# Finding Mislabelled Samples through ResNet MNIST Training Process

This notebook trains a ResNet model using MNIST dataset and employed TrainIng Data analYzer (TIDY) method based on Forgetting Events algorithm, specifically `ForgettingEventsInterpreter`, to investigate the training process by recording the predictions in the process. Some samples are manually mislabelled and we are able to find them by looking into the predictions along the training. 

In [1]:
import paddle
import numpy as np
from PIL import Image
import matplotlib.pyplot as plt
import interpretdl as it

Define a ResNet architecture for MNIST, the code is borrowed from [PaddlePaddle Official Documentation](https://www.paddlepaddle.org.cn/tutorials/projectdetail/1516124).

In [2]:
import paddle.nn as nn
import paddle.nn.functional as F

class ConvBNLayer(paddle.nn.Layer):
    def __init__(self,
                 num_channels,
                 num_filters,
                 filter_size,
                 stride=1,
                 groups=1,
                 act=None):
        super(ConvBNLayer, self).__init__()

        self._conv = nn.Conv2D(
            in_channels=num_channels,
            out_channels=num_filters,
            kernel_size=filter_size,
            stride=stride,
            padding=(filter_size - 1) // 2,
            groups=groups,
            bias_attr=False)

        self._batch_norm = paddle.nn.BatchNorm2D(num_filters)
        
        self.act = act

    def forward(self, inputs):
        y = self._conv(inputs)
        y = self._batch_norm(y)
        if self.act == 'leaky':
            y = F.leaky_relu(x=out, negative_slope=0.1)
        elif self.act == 'relu':
            y = F.relu(x=y)
        return y

class BottleneckBlock(paddle.nn.Layer):
    def __init__(self,
                 num_channels,
                 num_filters,
                 stride,
                 shortcut=True):
        super(BottleneckBlock, self).__init__()
        self.conv0 = ConvBNLayer(
            num_channels=num_channels,
            num_filters=num_filters,
            filter_size=1,
            act='relu')
        self.conv1 = ConvBNLayer(
            num_channels=num_filters,
            num_filters=num_filters,
            filter_size=3,
            stride=stride,
            act='relu')
        self.conv2 = ConvBNLayer(
            num_channels=num_filters,
            num_filters=num_filters * 4,
            filter_size=1,
            act=None)
        if not shortcut:
            self.short = ConvBNLayer(
                num_channels=num_channels,
                num_filters=num_filters * 4,
                filter_size=1,
                stride=stride)

        self.shortcut = shortcut

        self._num_channels_out = num_filters * 4

    def forward(self, inputs):
        y = self.conv0(inputs)
        conv1 = self.conv1(y)
        conv2 = self.conv2(conv1)

        if self.shortcut:
            short = inputs
        else:
            short = self.short(inputs)

        y = paddle.add(x=short, y=conv2)
        y = F.relu(y)
        return y

class ResNet(paddle.nn.Layer):
    def __init__(self, layers=50, class_dim=1):
        super(ResNet, self).__init__()
        self.layers = layers
        supported_layers = [50, 101, 152]
        assert layers in supported_layers, \
            "supported layers are {} but input layer is {}".format(supported_layers, layers)

        if layers == 50:
            depth = [3, 4, 6, 3]
        elif layers == 101:
            depth = [3, 4, 23, 3]
        elif layers == 152:
            depth = [3, 8, 36, 3]
        
        num_filters = [64, 128, 256, 512]

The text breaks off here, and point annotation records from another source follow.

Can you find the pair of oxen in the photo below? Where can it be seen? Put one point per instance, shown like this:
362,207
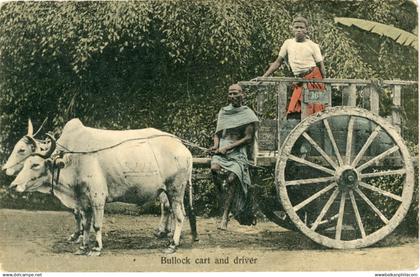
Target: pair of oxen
87,167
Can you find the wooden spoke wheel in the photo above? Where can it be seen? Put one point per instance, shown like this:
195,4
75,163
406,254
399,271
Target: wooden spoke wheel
345,177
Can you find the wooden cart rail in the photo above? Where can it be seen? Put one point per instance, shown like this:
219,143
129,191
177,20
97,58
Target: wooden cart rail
354,92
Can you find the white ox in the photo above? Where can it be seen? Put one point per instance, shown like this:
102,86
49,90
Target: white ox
91,167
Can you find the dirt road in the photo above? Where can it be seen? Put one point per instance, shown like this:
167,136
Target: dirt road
36,241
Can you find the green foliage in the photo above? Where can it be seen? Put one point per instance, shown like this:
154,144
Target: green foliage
167,64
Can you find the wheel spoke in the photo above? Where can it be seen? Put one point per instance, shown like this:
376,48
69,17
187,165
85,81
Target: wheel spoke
325,209
330,135
357,214
378,158
349,140
309,181
383,173
319,149
339,226
366,146
378,190
376,210
311,164
313,197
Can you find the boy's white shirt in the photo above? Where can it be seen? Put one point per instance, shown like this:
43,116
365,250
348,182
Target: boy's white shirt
301,55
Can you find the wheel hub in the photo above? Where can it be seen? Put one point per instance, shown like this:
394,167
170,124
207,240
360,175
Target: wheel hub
347,178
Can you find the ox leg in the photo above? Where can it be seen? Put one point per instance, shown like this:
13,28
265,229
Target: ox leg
228,200
86,219
98,217
77,236
164,227
178,220
216,172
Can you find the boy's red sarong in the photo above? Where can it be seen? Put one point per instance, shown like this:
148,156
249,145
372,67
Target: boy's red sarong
296,99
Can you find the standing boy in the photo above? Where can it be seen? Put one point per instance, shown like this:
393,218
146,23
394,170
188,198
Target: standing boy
305,59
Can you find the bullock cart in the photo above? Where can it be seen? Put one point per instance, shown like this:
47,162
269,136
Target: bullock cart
344,177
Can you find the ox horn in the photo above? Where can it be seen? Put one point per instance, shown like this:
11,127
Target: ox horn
32,141
42,125
50,150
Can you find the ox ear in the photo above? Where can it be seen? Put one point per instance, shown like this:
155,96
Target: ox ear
52,147
30,128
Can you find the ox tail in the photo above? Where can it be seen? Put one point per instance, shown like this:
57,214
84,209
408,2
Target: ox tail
190,208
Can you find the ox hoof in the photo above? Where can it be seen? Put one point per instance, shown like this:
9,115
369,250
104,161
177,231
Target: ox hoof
75,238
222,227
81,251
160,234
170,250
94,253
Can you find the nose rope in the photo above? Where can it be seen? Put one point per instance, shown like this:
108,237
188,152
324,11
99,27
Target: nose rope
20,161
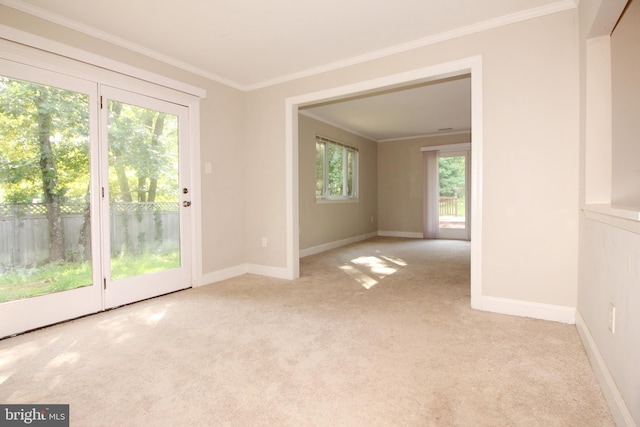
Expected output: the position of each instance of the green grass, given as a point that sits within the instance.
(129, 266)
(20, 283)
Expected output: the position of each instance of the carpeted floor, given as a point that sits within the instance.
(378, 333)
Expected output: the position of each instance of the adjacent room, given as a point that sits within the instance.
(346, 213)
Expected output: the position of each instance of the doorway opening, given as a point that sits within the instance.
(472, 66)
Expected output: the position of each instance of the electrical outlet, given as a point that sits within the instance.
(612, 318)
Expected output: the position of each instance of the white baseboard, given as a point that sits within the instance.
(406, 234)
(265, 270)
(220, 275)
(332, 245)
(239, 270)
(618, 408)
(556, 313)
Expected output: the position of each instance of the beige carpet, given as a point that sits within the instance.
(374, 334)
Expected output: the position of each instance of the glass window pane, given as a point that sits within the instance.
(320, 168)
(336, 167)
(144, 190)
(452, 191)
(45, 240)
(351, 167)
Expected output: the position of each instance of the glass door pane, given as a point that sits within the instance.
(45, 211)
(147, 197)
(144, 190)
(452, 181)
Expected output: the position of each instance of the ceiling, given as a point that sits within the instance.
(248, 44)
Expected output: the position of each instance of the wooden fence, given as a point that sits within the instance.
(449, 206)
(135, 227)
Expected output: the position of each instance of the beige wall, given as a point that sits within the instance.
(222, 137)
(625, 71)
(327, 222)
(530, 122)
(609, 245)
(530, 133)
(400, 175)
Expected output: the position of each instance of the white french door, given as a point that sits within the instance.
(147, 197)
(447, 194)
(94, 197)
(454, 195)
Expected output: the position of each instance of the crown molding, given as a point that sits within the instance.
(556, 7)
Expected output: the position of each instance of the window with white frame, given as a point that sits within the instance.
(336, 170)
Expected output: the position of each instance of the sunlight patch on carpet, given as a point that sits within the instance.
(368, 270)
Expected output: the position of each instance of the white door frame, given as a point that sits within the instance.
(472, 65)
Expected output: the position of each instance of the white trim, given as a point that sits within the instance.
(556, 7)
(534, 310)
(220, 275)
(336, 244)
(335, 125)
(403, 234)
(464, 146)
(268, 271)
(239, 270)
(471, 65)
(426, 135)
(548, 9)
(619, 410)
(63, 50)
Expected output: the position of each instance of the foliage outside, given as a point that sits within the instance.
(45, 159)
(341, 178)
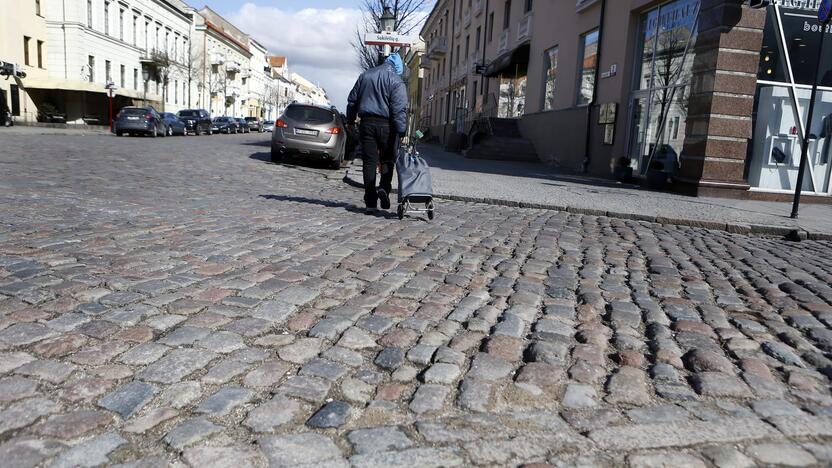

        self.conv = ConvBNLayer(
            num_channels=1,
            num_filters=64,
            filter_size=7,
            stride=2,
            act='relu')
        self.pool2d_max = nn.MaxPool2D(
            kernel_size=3,
            stride=2,
            padding=1)

        self.bottleneck_block_list = []
        num_channels = 64
        for block in range(len(depth)):
            shortcut = False
            for i in range(depth[block]):
                bottleneck_block = self.add_sublayer(
                    'bb_%d_%d' % (block, i),
                    BottleneckBlock(
                        num_channels=num_channels,
                        num_filters=num_filters[block],
                        stride=2 if i == 0 and block != 0 else 1, # c3、c4、c5将会在第一个残差块使用stride=2；其余所有残差块stride=1
                        shortcut=shortcut))
                num_channels = bottleneck_block._num_channels_out
                self.bottleneck_block_list.append(bottleneck_block)
                shortcut = True

        self.pool2d_avg = paddle.nn.AdaptiveAvgPool2D(output_size=1)

        import math
        stdv = 1.0 / math.sqrt(2048 * 1.0)
        
        self.out = nn.Linear(in_features=2048, out_features=class_dim,
                      weight_attr=paddle.ParamAttr(
                          initializer=paddle.nn.initializer.Uniform(-stdv, stdv)))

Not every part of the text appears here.